Annual adjustment of fees for the fiscal year 2023-2024

The Department of Health published the annual adjustment of fees for medical devices effective April 1, 2023. The fees for Fiscal Year 2023-2024 are subject to a 6.8% Consumer Price Index which resulted in higher fees for establishment license and medical device license applications.
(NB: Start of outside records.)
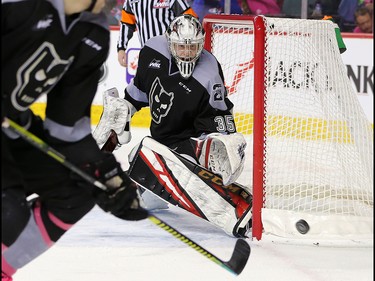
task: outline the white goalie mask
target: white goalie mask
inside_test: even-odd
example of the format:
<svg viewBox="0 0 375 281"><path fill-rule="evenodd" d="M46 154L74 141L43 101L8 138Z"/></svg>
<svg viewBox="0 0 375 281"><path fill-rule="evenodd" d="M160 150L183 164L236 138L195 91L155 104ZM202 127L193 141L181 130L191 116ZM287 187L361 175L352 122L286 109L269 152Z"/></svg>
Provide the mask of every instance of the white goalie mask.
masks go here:
<svg viewBox="0 0 375 281"><path fill-rule="evenodd" d="M170 24L166 36L169 50L183 78L188 79L199 59L204 44L204 30L193 16L176 17Z"/></svg>

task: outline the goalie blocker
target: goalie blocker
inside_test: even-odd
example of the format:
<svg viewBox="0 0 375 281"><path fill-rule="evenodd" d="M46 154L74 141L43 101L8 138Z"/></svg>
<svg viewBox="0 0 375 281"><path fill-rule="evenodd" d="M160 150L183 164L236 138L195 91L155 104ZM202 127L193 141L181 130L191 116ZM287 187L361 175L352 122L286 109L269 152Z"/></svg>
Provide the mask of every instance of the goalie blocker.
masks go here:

Interim enforcement approach for COVID-19 testing initiatives pushed to December 2023

Health Canada announced that the interim enforcement approach for implementing federal, provincial, and territorial COVID-19 testing initiatives is extended until December 31, 2023. Under this enforcement approach, participating establishments are not required to hold a Medical Device Establishment License (MDEL) when distributing COVID-19 tests under the terms and conditions of a federal, provincial, or territorial COVID-19 testing initiative. The enforcement policy also provides the conditions which would allow marketing or advertising of COVID-19 tests with claims different from their market authorization (“off-label”).